A questão não é condenar ambientalmente o shale gas, mas alertar para o fato de que a sua produção em níveis exacerbados e sem o devido controle das componentes ambientais pode gerar danos irreparáveis ao nosso planeta.

Longe de ser a panaceia para os males americanos (e mundiais), o shale gas se apresenta como uma solução doméstica, localizada e complementar à matriz energética, cuja produção ainda carece de muito estudo, investimento e regulação. Os Estados Unidos e o mundo, tão cedo, não poderão prescindir do petróleo e do gás convencionais, tanto aqueles oriundos das já consagradas regiões produtoras, como também os que serão produzidos pelas províncias emergentes onde se inclui muito fortemente o Brasil, pós e pré-sal.

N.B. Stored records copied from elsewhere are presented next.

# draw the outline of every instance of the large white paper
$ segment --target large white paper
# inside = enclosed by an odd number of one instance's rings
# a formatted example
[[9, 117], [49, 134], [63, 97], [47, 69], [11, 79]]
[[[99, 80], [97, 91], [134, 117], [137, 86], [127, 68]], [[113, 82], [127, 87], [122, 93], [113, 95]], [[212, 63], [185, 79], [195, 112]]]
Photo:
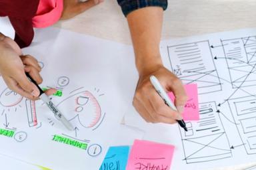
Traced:
[[41, 170], [36, 165], [3, 155], [0, 155], [0, 163], [1, 169], [5, 170]]
[[131, 111], [126, 124], [141, 127], [146, 139], [175, 145], [171, 169], [255, 161], [256, 29], [164, 41], [161, 51], [165, 66], [184, 84], [197, 84], [201, 120], [187, 122], [185, 132], [177, 125], [146, 124]]
[[49, 28], [37, 30], [23, 51], [43, 67], [41, 86], [63, 91], [52, 100], [75, 129], [66, 129], [42, 101], [23, 98], [1, 78], [1, 152], [55, 170], [99, 169], [131, 102], [125, 76], [131, 47]]

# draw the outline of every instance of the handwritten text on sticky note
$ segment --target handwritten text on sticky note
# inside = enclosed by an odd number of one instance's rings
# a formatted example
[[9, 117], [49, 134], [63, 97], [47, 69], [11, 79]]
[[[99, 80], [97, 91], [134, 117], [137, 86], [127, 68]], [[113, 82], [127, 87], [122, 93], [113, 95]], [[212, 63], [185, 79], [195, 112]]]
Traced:
[[135, 140], [129, 157], [127, 170], [169, 170], [174, 146]]
[[125, 170], [129, 146], [110, 147], [99, 170]]
[[[183, 117], [184, 120], [199, 120], [199, 112], [198, 108], [197, 85], [196, 84], [186, 84], [184, 86], [188, 96], [188, 100], [185, 105]], [[173, 93], [168, 93], [171, 100], [175, 102]]]

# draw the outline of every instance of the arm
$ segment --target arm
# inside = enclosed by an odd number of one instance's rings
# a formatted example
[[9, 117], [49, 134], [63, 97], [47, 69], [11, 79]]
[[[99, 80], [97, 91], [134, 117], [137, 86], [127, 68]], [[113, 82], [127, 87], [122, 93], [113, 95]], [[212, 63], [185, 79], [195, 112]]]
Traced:
[[[173, 124], [182, 119], [187, 96], [183, 84], [175, 74], [163, 66], [159, 51], [163, 21], [163, 8], [149, 7], [135, 10], [127, 15], [136, 66], [139, 74], [133, 105], [141, 116], [149, 122]], [[178, 112], [166, 106], [150, 83], [149, 76], [155, 75], [166, 91], [175, 95]]]
[[[41, 83], [41, 68], [37, 60], [30, 55], [23, 55], [17, 44], [0, 33], [0, 75], [9, 89], [30, 100], [36, 100], [39, 94], [37, 88], [29, 81], [25, 72]], [[51, 95], [55, 90], [46, 92]]]

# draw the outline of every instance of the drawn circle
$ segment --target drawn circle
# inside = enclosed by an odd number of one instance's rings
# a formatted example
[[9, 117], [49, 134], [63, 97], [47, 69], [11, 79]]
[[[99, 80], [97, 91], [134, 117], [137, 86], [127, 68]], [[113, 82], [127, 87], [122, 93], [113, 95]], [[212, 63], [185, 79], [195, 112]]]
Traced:
[[83, 108], [82, 106], [79, 106], [75, 108], [75, 112], [81, 112], [83, 110]]
[[43, 68], [45, 66], [45, 64], [43, 64], [43, 62], [41, 61], [38, 62], [38, 64], [39, 64], [41, 68]]
[[66, 76], [61, 76], [58, 78], [58, 85], [63, 87], [66, 86], [69, 83], [69, 78]]
[[25, 141], [27, 139], [27, 134], [25, 131], [20, 131], [14, 135], [14, 139], [17, 141], [17, 142], [22, 142]]
[[4, 107], [12, 107], [21, 102], [23, 96], [7, 88], [0, 94], [0, 104]]
[[87, 152], [91, 157], [97, 157], [102, 151], [101, 146], [98, 144], [93, 144], [88, 148]]

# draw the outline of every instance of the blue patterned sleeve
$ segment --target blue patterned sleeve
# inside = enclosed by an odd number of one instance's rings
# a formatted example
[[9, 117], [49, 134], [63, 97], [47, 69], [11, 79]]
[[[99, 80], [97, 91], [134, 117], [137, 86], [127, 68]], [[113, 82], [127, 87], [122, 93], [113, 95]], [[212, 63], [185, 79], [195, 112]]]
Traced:
[[167, 0], [117, 0], [125, 17], [131, 12], [146, 7], [167, 8]]

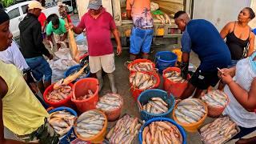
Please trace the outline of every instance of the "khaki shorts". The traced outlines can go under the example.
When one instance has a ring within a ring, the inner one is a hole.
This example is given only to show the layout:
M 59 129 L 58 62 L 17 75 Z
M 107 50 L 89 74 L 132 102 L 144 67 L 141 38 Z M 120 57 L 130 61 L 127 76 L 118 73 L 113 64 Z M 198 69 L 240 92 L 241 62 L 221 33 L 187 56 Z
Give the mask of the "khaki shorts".
M 54 33 L 54 40 L 55 40 L 55 42 L 56 43 L 59 43 L 61 42 L 61 38 L 64 35 L 64 34 L 56 34 Z M 63 41 L 64 42 L 68 42 L 68 40 L 67 38 L 66 38 L 66 39 Z
M 113 73 L 115 70 L 114 54 L 89 56 L 89 66 L 91 73 L 97 73 L 102 67 L 106 73 Z

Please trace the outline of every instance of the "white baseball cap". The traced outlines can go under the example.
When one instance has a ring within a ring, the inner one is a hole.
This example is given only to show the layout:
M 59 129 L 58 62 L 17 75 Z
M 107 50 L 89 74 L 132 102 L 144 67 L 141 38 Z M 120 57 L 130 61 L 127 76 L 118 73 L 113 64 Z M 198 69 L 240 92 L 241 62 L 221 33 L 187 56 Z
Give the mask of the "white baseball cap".
M 58 6 L 66 6 L 66 5 L 65 5 L 62 2 L 58 2 L 57 3 L 57 5 L 58 5 Z
M 45 10 L 46 8 L 42 6 L 42 4 L 38 2 L 38 1 L 31 1 L 29 3 L 29 10 L 32 10 L 32 9 L 41 9 L 41 10 Z

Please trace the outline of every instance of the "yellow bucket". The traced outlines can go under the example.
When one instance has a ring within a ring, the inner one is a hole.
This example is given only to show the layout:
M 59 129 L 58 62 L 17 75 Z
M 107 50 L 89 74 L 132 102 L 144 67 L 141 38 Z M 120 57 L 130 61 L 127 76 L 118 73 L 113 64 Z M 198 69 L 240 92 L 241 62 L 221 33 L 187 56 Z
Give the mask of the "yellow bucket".
M 157 29 L 157 36 L 163 36 L 164 34 L 165 34 L 164 28 L 158 28 Z
M 197 98 L 198 99 L 198 98 Z M 205 107 L 205 110 L 206 111 L 206 113 L 205 114 L 205 115 L 197 122 L 194 123 L 190 123 L 190 124 L 187 124 L 187 123 L 183 123 L 179 121 L 178 121 L 174 111 L 177 109 L 178 106 L 178 103 L 175 104 L 175 106 L 173 110 L 173 118 L 174 120 L 179 125 L 181 125 L 186 131 L 188 132 L 191 132 L 191 133 L 194 133 L 198 131 L 198 129 L 200 127 L 200 126 L 204 122 L 204 121 L 206 120 L 207 114 L 208 114 L 208 108 L 205 102 L 203 102 L 201 99 L 198 99 Z
M 174 49 L 172 50 L 173 53 L 174 53 L 177 55 L 177 61 L 181 62 L 182 62 L 182 52 L 180 49 Z

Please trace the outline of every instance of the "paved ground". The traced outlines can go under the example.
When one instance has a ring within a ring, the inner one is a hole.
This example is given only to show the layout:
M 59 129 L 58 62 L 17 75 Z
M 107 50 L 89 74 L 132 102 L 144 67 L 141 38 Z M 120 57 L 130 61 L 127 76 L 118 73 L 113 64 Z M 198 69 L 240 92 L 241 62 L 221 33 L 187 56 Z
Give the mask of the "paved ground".
M 73 15 L 72 16 L 73 22 L 75 23 L 75 25 L 78 22 L 78 15 Z M 150 59 L 154 61 L 154 54 L 158 51 L 162 50 L 171 50 L 172 46 L 158 46 L 157 47 L 153 46 L 151 48 L 151 54 L 150 54 Z M 129 60 L 129 51 L 128 50 L 125 50 L 122 51 L 122 54 L 121 56 L 116 56 L 115 57 L 115 65 L 116 65 L 116 70 L 114 72 L 115 74 L 115 82 L 116 86 L 118 90 L 118 94 L 122 96 L 124 98 L 124 107 L 122 110 L 122 114 L 129 114 L 134 116 L 140 117 L 138 106 L 136 105 L 136 102 L 134 99 L 131 96 L 131 93 L 130 92 L 130 86 L 129 86 L 129 71 L 126 69 L 124 66 L 124 63 Z M 195 66 L 198 66 L 199 61 L 196 54 L 191 54 L 190 55 L 190 62 L 194 64 Z M 161 85 L 159 86 L 159 89 L 162 89 L 162 79 Z M 100 95 L 103 95 L 108 92 L 110 92 L 110 87 L 109 85 L 109 80 L 107 78 L 107 76 L 105 75 L 104 77 L 104 86 L 100 92 Z M 207 118 L 205 123 L 208 123 L 211 122 L 213 118 Z M 113 126 L 114 122 L 110 122 L 110 125 L 108 127 L 110 127 Z M 5 133 L 6 135 L 10 138 L 10 135 L 6 133 Z M 199 134 L 198 133 L 186 133 L 187 134 L 187 142 L 189 144 L 200 144 L 202 143 L 200 140 Z M 255 135 L 255 132 L 250 134 Z M 234 143 L 234 141 L 231 141 L 229 143 Z

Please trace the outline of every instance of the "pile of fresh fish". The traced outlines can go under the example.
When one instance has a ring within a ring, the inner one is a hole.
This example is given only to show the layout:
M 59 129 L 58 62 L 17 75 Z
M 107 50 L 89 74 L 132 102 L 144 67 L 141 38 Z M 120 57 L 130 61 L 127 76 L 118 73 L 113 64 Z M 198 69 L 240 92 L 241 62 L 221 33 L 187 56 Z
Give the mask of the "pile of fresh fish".
M 157 78 L 149 74 L 135 72 L 130 77 L 130 83 L 134 88 L 146 90 L 153 87 L 157 83 Z
M 165 77 L 169 79 L 170 81 L 174 82 L 180 82 L 184 83 L 187 82 L 186 79 L 183 79 L 181 76 L 181 73 L 177 71 L 169 71 L 165 74 Z
M 182 136 L 178 129 L 169 122 L 153 122 L 142 131 L 144 144 L 179 144 L 182 143 Z
M 82 114 L 77 119 L 75 131 L 83 138 L 89 138 L 98 134 L 104 126 L 106 119 L 98 110 L 89 110 Z
M 117 122 L 115 126 L 106 135 L 106 138 L 111 144 L 132 143 L 141 126 L 138 118 L 131 118 L 126 114 Z
M 220 90 L 210 91 L 202 96 L 202 99 L 214 107 L 224 107 L 228 102 L 227 97 Z
M 142 106 L 142 110 L 151 114 L 162 114 L 168 111 L 168 104 L 161 98 L 152 98 Z
M 51 113 L 48 118 L 48 122 L 60 137 L 62 137 L 72 128 L 74 118 L 75 116 L 70 112 L 61 110 Z
M 203 104 L 197 98 L 186 98 L 178 103 L 174 114 L 178 121 L 182 123 L 198 122 L 206 113 Z
M 236 124 L 226 116 L 217 118 L 200 129 L 202 140 L 207 144 L 225 143 L 238 132 Z
M 58 102 L 66 99 L 71 93 L 71 86 L 60 86 L 58 89 L 54 90 L 46 95 L 47 100 L 53 102 Z
M 154 67 L 152 62 L 138 62 L 130 67 L 130 70 L 133 71 L 153 71 Z
M 116 94 L 106 94 L 101 97 L 96 105 L 96 108 L 104 111 L 113 110 L 122 106 L 122 98 Z
M 91 96 L 94 95 L 94 93 L 91 90 L 88 90 L 88 93 L 86 94 L 85 95 L 83 96 L 80 96 L 78 98 L 76 98 L 74 95 L 73 95 L 73 98 L 74 99 L 77 99 L 77 100 L 84 100 L 84 99 L 86 99 L 86 98 L 90 98 Z
M 69 74 L 69 76 L 70 76 L 70 75 L 73 75 L 73 74 L 78 73 L 81 69 L 82 69 L 82 68 L 77 69 L 77 70 L 72 71 L 72 72 Z M 84 78 L 86 76 L 87 74 L 88 74 L 88 72 L 87 72 L 86 70 L 83 70 L 83 72 L 82 72 L 82 74 L 80 74 L 80 75 L 78 76 L 78 79 Z

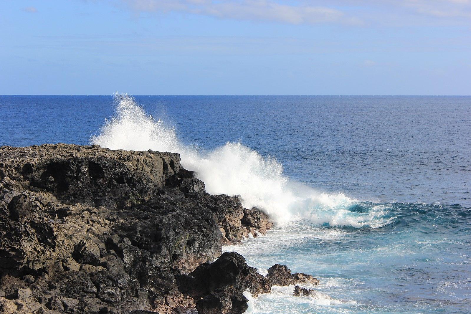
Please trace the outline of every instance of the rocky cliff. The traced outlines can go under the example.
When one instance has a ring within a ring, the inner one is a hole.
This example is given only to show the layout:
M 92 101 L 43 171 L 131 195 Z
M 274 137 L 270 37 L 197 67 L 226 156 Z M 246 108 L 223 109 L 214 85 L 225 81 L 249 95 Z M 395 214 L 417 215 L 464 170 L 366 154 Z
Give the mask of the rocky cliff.
M 0 313 L 242 313 L 245 290 L 317 283 L 221 255 L 272 226 L 237 197 L 205 193 L 178 154 L 3 146 Z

No caso particular do Brasil, não obstante as suas grandes reservas convencionais, o país possui vastas regiões de shale, que deveriam ser prospectadas para a sua adequada e futura utilização.

Se de um lado a experiência americana nos levanta os problemas, do outro lado, o shale, com um modelo de produção devidamente regulado e adaptado às condições brasileiras, pode vir a se constituir em um complemento à matriz energética atual, a exemplo do etanol, da energia eólica e das pequenas centrais hidrelétricas. No Sul e no Nordeste do Brasil, onde ocorre abundantemente, pode se tornar um grande auxiliar na cogeração em usinas termelétricas, substituindo o carvão, com uma incrivelmente menor emissão de gases tóxicos e CO2.

A correta utilização do shale gas começa com a adequação das nossas expectativas. E para começo e pelo menos para o ajuste dessas expectativas, a experiência americana nos será de grande ajuda. Vale a pena acompanhar com atenção.